Step 2: extracting the S02 stage of the feature vector of three syndromes: obtaining byte view, the compilation view of sample respectively
Figure, PE view feature, subsequently into the S03 stage.
Step 3: the S03 stage of syndrome combination enumerated and sample characteristics matrix merges: being exactly by each syndrome pair
The sample characteristics matrix answered merges an eigenmatrix, we compile byte view, compilation view, these three syndromes of PE view
Number be 0 ~ 2, then in each combination three feature mass selections and not selecting be represented by syndrome selection sequence I0 ..., Ii ...,
I2 }, Ii ∈ { 0,1 }, i.e., when Ii=1 indicates that selection syndrome i, Ii=0 expression does not select syndrome i.For every
A syndrome combination, when it includes more than one syndrome, it would be desirable to carry out the conjunction of different characteristic group's sample characteristics matrix
And the sample characteristics matrix of a syndrome is incorporated to total sample characteristics matrix every time, subsequently into the S04 stage.
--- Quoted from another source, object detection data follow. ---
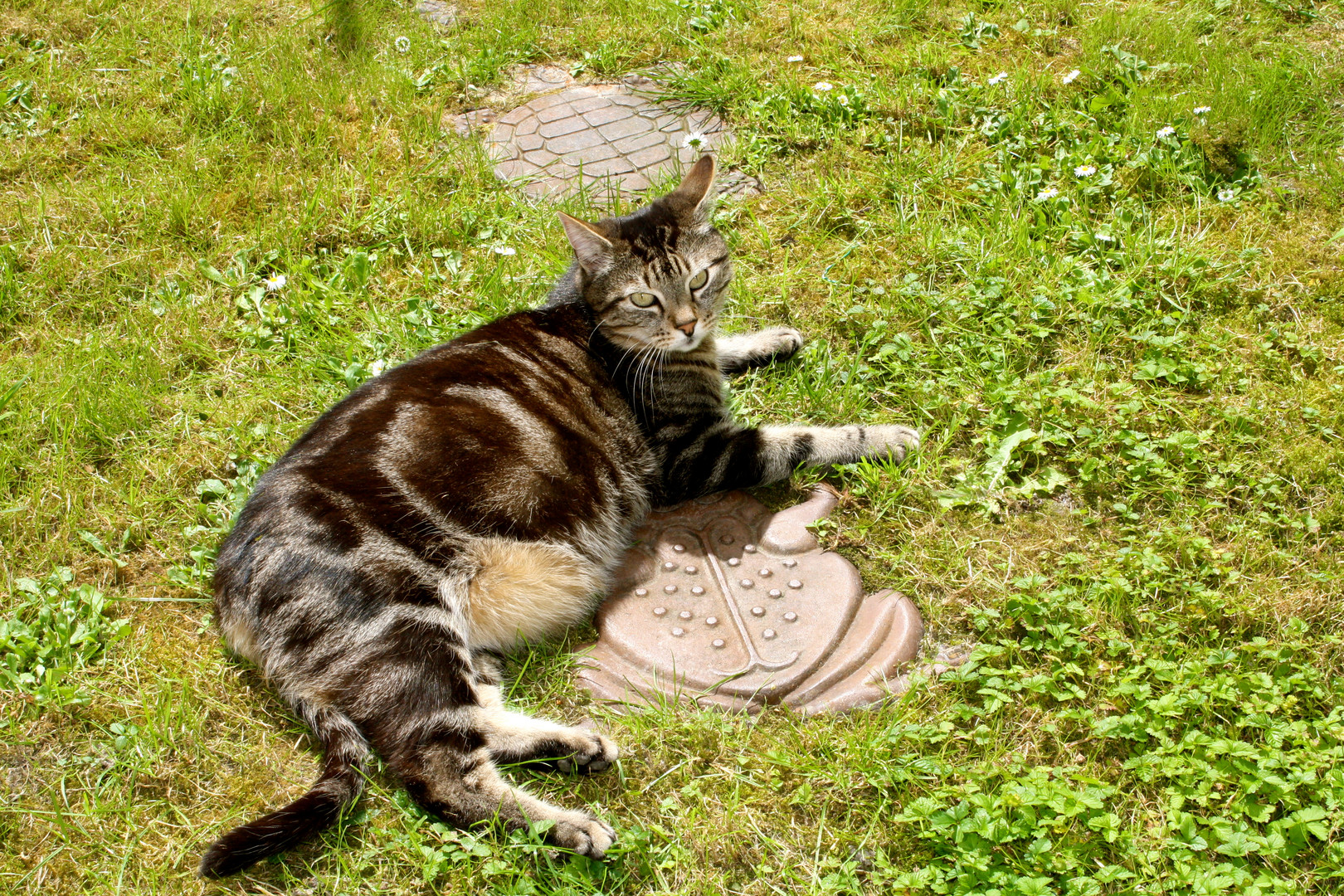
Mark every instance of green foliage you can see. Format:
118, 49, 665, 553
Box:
875, 543, 1344, 894
168, 455, 270, 594
0, 567, 128, 708
398, 796, 676, 896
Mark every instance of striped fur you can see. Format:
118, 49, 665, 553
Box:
200, 157, 918, 876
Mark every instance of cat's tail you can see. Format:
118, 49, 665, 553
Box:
200, 705, 370, 877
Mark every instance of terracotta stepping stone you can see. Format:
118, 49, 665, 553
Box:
578, 489, 923, 714
486, 82, 731, 196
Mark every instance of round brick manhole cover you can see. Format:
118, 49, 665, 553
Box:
486, 83, 731, 196
579, 490, 923, 713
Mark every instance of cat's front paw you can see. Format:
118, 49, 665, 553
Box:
550, 811, 616, 859
864, 425, 919, 460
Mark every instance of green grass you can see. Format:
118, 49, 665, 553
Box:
0, 0, 1344, 896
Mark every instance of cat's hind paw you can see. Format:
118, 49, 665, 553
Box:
550, 811, 616, 859
555, 728, 621, 775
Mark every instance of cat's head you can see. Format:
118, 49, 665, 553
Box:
561, 156, 733, 352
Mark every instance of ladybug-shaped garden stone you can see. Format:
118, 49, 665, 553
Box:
579, 489, 923, 713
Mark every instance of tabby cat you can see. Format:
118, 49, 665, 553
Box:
200, 156, 918, 877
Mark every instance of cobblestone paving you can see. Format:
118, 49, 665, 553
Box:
416, 0, 457, 28
486, 82, 731, 196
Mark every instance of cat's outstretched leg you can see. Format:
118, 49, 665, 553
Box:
715, 326, 802, 376
390, 718, 616, 859
475, 685, 621, 772
659, 419, 919, 504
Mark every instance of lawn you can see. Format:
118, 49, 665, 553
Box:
0, 0, 1344, 896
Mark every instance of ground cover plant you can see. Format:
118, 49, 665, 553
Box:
0, 0, 1344, 896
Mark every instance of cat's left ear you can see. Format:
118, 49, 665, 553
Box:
667, 156, 718, 223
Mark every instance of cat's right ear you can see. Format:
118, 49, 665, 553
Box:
558, 212, 616, 277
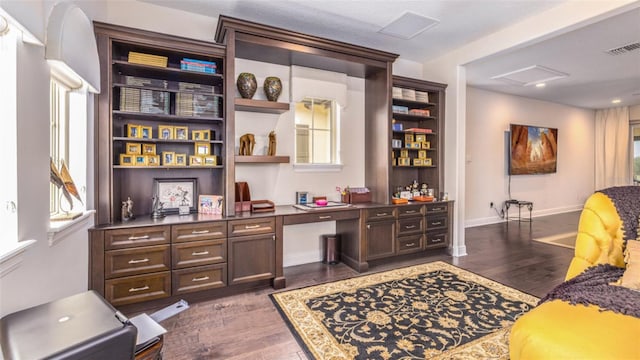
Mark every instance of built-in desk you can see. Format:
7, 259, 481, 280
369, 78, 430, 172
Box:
89, 202, 453, 306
The S04 stage of step 4:XGBoost disaggregated model training, the training objective of each XGBoost disaggregated model are
Learn more regression trees so that we objective function (, wherein N is that training set is soft
Part sample number,Other for the forecaster same clan of training sample i, 0 indicates prediction error, and 1 indicates to predict successfully,It is model to soft
The predicted value of part sample i.For loss function, () be every t regression tree complexity) it is minimum.We adopt
With the method each regression tree of training of iteration, one regression tree of every training updates current entire disaggregated model to software sample
Total predicted value, the generation of regression tree constantly extend the depth of regression tree using the method successively divided, complete regression tree
Generation after, carry out subtracting complexity of the branch to reduce regression tree, after beta pruning, calculate each leaf node to falling into
The wherein current predicted value of software sample, subsequently into the S05 stage.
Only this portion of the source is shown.